In an attempt to address the problem in the process of personalized customization whereby customers have different product preferences, in combination with objective office chair pattern characteristic attributes and the subjectivity of actual customer demands, a multi-layer chair pattern characteristic weight method combining AHP and EWM was proposed to weight the K-NN retrieval model. The case retrieval results in
Table 3 and
Table 5 show that the case matching similarity of the weighted K-NN model is higher than that of the K-NN model, and the average increase is about 3.9%. At the same time, the similarity and sequence of cases retrieved by the weighted K-NN model and the K-NN model changed. For example, for the K-NN model, as presented in
Table 3, the similarity of RANK1 was 0.8762, and for the weighted K-NN model, as presented in
Table 5, RANK1 corresponded to the same case, but the similarity was 0.9107; RANK2 in
Table 3 changed to RANK3 in
Table 5, while the case in RANK2 and RANK4 in
Table 5 changed compared to the results presented in
Table 3. This indicates that the customer demands play a guiding role in the selection of cases, and the degree of matching with the target case is better, which is more in line with the actual design requirements of the personalized customization of office chair products.

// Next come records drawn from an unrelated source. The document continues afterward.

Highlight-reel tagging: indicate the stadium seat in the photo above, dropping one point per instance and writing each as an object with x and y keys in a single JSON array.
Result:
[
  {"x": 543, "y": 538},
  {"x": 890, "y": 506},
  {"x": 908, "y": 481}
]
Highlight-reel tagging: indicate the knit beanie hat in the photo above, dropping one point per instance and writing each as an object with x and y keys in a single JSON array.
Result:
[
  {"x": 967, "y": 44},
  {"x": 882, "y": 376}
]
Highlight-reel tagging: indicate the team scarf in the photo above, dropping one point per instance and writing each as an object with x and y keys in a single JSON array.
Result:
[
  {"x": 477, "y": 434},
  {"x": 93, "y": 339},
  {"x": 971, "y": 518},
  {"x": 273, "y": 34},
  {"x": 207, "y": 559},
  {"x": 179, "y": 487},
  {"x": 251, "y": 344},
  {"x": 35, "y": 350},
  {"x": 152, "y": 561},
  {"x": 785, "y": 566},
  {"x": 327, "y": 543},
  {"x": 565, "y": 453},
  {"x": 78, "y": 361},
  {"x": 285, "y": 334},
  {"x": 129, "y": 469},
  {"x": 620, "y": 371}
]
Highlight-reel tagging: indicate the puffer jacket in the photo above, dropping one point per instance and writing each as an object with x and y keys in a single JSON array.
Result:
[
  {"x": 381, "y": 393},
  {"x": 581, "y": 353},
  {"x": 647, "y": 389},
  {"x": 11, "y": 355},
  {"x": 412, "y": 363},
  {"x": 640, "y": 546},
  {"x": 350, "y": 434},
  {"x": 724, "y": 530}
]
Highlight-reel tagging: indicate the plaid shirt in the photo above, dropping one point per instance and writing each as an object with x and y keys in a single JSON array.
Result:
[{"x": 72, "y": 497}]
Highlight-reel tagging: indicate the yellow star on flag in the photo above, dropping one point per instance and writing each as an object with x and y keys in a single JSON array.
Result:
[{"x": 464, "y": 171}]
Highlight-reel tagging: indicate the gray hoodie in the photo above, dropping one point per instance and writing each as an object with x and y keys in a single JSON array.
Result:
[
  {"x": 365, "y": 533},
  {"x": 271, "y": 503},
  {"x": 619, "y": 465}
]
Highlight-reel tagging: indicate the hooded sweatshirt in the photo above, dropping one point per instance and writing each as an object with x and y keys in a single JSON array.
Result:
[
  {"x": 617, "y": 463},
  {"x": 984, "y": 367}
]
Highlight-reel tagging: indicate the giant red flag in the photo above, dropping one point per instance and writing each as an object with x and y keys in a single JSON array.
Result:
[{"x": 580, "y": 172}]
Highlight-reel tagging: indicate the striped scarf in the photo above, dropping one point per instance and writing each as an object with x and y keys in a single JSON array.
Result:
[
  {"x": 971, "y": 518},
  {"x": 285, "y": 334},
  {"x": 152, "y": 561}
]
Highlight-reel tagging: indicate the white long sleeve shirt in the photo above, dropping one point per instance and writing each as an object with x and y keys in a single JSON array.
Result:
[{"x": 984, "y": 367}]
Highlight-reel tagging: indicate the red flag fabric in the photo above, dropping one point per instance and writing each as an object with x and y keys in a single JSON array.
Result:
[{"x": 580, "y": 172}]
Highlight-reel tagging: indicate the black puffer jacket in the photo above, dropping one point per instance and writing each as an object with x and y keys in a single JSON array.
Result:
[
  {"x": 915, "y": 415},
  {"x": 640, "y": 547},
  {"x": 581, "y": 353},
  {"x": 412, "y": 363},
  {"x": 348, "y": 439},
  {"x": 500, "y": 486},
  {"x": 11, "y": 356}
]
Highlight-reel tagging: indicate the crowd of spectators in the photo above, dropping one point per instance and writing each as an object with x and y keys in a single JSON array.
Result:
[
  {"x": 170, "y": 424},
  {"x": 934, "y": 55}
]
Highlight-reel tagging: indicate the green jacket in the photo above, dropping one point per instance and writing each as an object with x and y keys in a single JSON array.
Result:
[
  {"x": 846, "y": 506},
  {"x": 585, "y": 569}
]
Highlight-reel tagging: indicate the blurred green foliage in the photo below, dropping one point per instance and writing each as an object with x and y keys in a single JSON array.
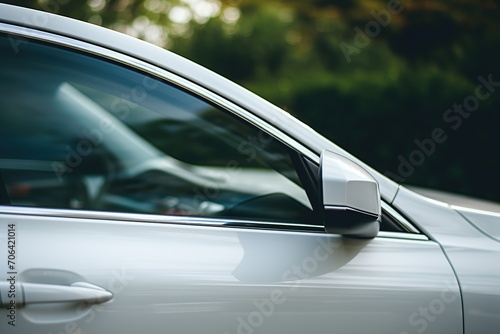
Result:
[{"x": 373, "y": 75}]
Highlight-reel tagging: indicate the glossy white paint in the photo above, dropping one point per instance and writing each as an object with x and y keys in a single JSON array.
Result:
[
  {"x": 472, "y": 254},
  {"x": 189, "y": 279},
  {"x": 172, "y": 274},
  {"x": 346, "y": 184}
]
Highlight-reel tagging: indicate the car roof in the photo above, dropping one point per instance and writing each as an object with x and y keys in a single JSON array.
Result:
[{"x": 187, "y": 69}]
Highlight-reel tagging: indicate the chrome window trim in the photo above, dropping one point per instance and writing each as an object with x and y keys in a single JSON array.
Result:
[
  {"x": 402, "y": 235},
  {"x": 182, "y": 220},
  {"x": 161, "y": 74}
]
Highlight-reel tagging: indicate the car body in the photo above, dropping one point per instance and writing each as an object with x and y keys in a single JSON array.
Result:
[{"x": 143, "y": 192}]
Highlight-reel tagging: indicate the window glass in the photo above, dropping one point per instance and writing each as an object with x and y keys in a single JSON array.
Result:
[{"x": 83, "y": 133}]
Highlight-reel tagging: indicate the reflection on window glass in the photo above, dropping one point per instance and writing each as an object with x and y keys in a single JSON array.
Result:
[{"x": 83, "y": 133}]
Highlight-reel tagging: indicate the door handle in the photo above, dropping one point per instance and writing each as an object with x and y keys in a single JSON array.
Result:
[{"x": 78, "y": 292}]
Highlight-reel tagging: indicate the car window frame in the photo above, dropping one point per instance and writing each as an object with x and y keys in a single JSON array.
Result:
[{"x": 204, "y": 93}]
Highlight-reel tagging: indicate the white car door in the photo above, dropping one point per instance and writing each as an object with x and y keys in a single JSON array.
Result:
[{"x": 133, "y": 203}]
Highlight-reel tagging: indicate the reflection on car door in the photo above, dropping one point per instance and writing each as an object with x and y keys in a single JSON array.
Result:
[{"x": 166, "y": 277}]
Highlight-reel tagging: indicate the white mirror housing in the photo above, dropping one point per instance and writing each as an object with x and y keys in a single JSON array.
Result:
[{"x": 350, "y": 197}]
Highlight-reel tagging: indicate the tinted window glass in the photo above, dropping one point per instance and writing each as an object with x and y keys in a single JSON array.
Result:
[{"x": 80, "y": 132}]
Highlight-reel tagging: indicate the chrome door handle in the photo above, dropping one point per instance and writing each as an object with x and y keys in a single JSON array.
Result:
[{"x": 78, "y": 292}]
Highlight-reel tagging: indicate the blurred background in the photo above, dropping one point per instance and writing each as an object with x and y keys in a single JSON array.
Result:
[{"x": 410, "y": 87}]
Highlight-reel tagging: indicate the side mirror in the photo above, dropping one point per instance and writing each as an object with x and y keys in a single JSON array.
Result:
[{"x": 350, "y": 197}]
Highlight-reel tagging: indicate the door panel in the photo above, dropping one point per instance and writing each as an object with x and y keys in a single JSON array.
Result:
[{"x": 169, "y": 278}]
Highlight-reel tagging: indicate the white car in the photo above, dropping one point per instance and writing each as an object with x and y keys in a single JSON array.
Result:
[{"x": 140, "y": 192}]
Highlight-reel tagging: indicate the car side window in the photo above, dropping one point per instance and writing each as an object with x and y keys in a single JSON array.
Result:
[{"x": 80, "y": 132}]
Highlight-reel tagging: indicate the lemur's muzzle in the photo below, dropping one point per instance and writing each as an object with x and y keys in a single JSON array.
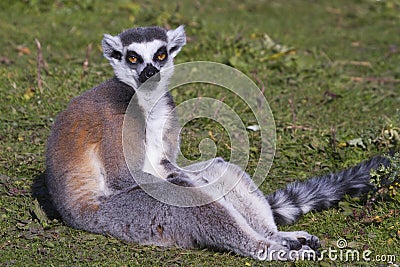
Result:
[{"x": 148, "y": 72}]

In addition, by setting different weight ratios, the similarity and sequence of chair cases retrieved by the weighted K-NN model will change, such as RANK1–RANK4 in
Table 5 and
Table 7. This indicates that the case can be selected on the basis of the varying preferences of customers, making it conducive to meeting the needs of personalized customization design. However, it also shows that for the weighted K-NN model, the determination of the weight ratio relationship to bring the retrieval results closer to customer needs, thus improving the effectiveness of the retrieval case results, still needs further research.